Dáil debates

Wednesday, 20 February 2019

Confidence in the Minister for Health: Motion (Resumed)

 

4:45 pm

Photo of Mick BarryMick Barry (Cork North Central, Solidarity) | Oireachtas source

"Bring it on. Walking away is not in my DNA." These are like cheesy lines from a bad Clint Eastwood movie. I wonder what a woman who has been caught up in the CervicalCheck scandal would think of them. What would an old person who has spent a night on a trolley think of it? What would a young person who is suffering as a result of the Government's neglect of mental health services think of it? What would they think about the idea that Deputy Harris should resign as Minister for Health? I think many of them would support that. The country recently witnessed the second national nurses strike in the history of the State, on the Minister's watch. There is a crisis in recruitment and a crisis in retention, staring the Minister in the face, but he paid no real heed until three days of national strike action woke the Government up and forced the Labour Court to make a recommendation on the issue.

While Deputy Harris is the second Minister for Health to provoke a nurses strike, he is the first in the history of the State to have a national ambulance strike take place on his watch. Paramedics took to the picket lines on 22 January and 15 February but there was not an inch from the Minister's Department. He has effectively forced them to declare for strike again on Thursday or Friday of next week. The issue here is trade union recognition. The Minister could solve it with a stroke of his pen. He says he cannot recognise the union in question as he already recognises three unions in the National Ambulance Service. This union has more members than two of the other three put together and the Minister knows it. He cannot run from this issue.

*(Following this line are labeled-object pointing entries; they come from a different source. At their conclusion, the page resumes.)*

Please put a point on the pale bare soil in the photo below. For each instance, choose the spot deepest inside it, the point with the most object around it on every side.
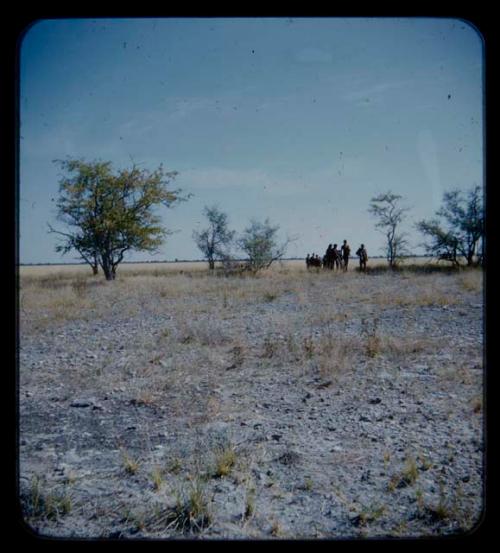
(295, 404)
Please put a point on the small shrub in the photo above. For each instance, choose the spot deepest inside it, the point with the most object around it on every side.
(225, 458)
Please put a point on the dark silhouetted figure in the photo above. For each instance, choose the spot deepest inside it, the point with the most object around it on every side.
(328, 259)
(346, 252)
(363, 257)
(335, 257)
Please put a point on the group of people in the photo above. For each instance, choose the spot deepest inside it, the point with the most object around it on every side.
(337, 259)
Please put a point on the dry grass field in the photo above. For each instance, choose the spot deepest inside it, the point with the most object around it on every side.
(172, 403)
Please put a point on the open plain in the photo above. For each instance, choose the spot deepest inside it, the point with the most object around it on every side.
(172, 403)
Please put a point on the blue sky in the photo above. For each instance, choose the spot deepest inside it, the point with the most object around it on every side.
(300, 120)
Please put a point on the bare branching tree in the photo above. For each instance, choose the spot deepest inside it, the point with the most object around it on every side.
(216, 240)
(259, 242)
(458, 229)
(390, 214)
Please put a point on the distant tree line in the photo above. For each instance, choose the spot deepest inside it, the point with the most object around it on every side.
(456, 233)
(108, 213)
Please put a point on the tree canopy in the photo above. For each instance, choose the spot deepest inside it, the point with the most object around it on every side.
(214, 241)
(109, 213)
(457, 230)
(390, 214)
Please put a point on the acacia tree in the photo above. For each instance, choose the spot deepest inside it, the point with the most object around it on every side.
(214, 241)
(458, 229)
(108, 213)
(389, 213)
(259, 242)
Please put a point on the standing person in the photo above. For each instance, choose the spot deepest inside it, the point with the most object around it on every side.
(327, 260)
(346, 251)
(363, 257)
(335, 257)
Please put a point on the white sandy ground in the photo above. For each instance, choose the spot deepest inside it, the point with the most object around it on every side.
(293, 405)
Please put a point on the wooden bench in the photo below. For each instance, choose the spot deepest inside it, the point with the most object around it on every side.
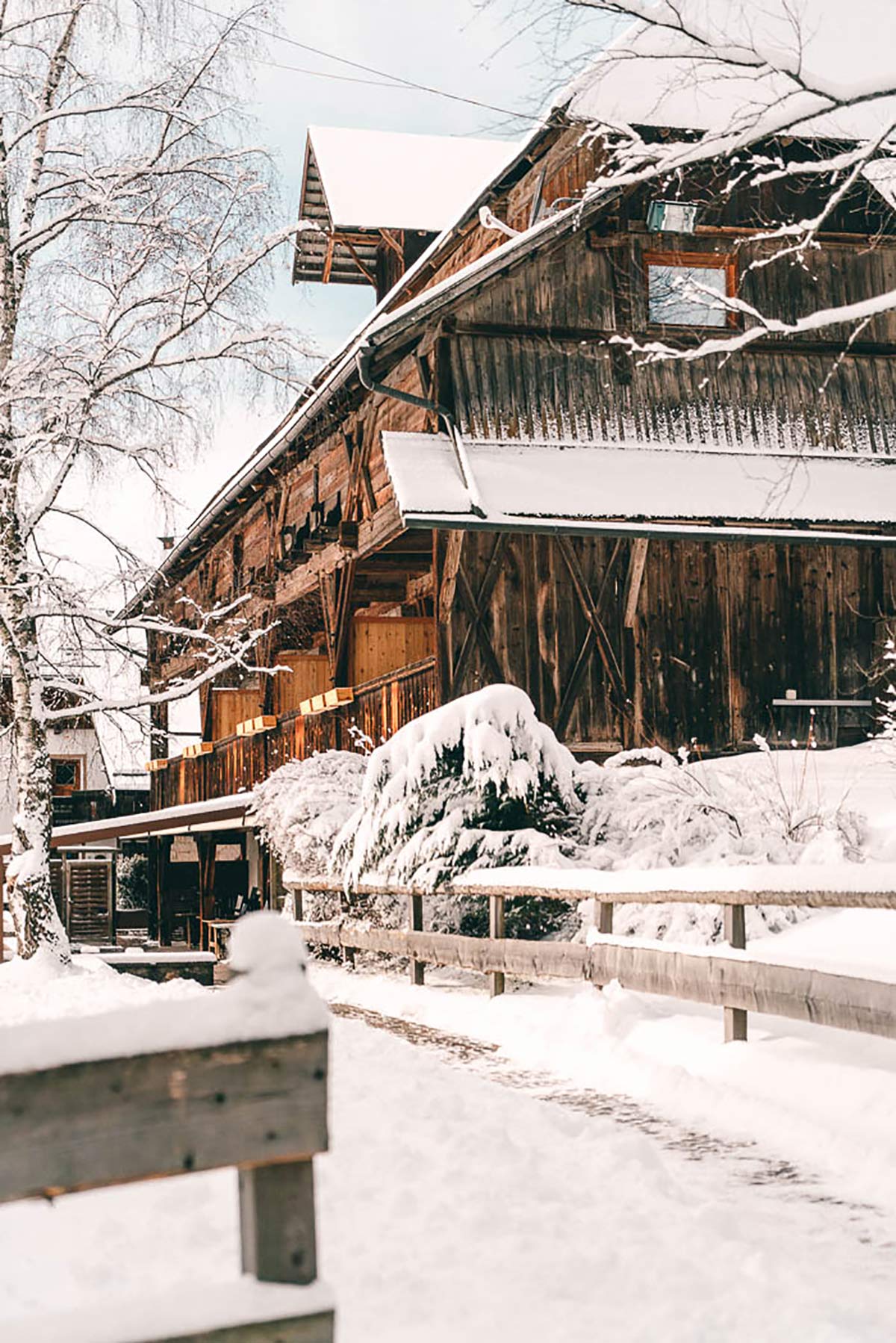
(200, 1100)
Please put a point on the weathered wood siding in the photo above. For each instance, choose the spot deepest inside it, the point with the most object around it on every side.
(721, 630)
(529, 358)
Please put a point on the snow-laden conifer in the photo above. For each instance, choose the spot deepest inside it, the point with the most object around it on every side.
(476, 784)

The costs at the national children's hospital skyrocketed on the Minister's watch. The tender for electrical systems was €98 million. It rose to €157 million. The tender for mechanical systems was €107 million and rose to €177 million. The tender for the main construction project was €432 million. It rose to €556 million. Overall, costs ballooned by €450 million. The Minister knew the companies that he was dealing with. He knew that BAM had overshot its cost estimates at the port of Cork by €12 million. He knew that BAM had overseen a €21 million increase in cost estimates at the Cork event centre. Bidding low, winning contracts and then submitting increased cost claims is nothing new in corporate Ireland. Bring it on. It brought it on and the taxpayer will be forced to pay again on the Minister's watch. We will vote no confidence in the Minister but another Fine Gael Minister would most likely do no better, nor would a Fianna Fáil Government. We have no confidence in Fine Gael or Fianna Fáil, nor do we have confidence in the capitalist market, which continues to play a major role in our health system and which rips the taxpayer off on key construction projects. On that basis, we will vote "Yes" on the no confidence motion in the Minister.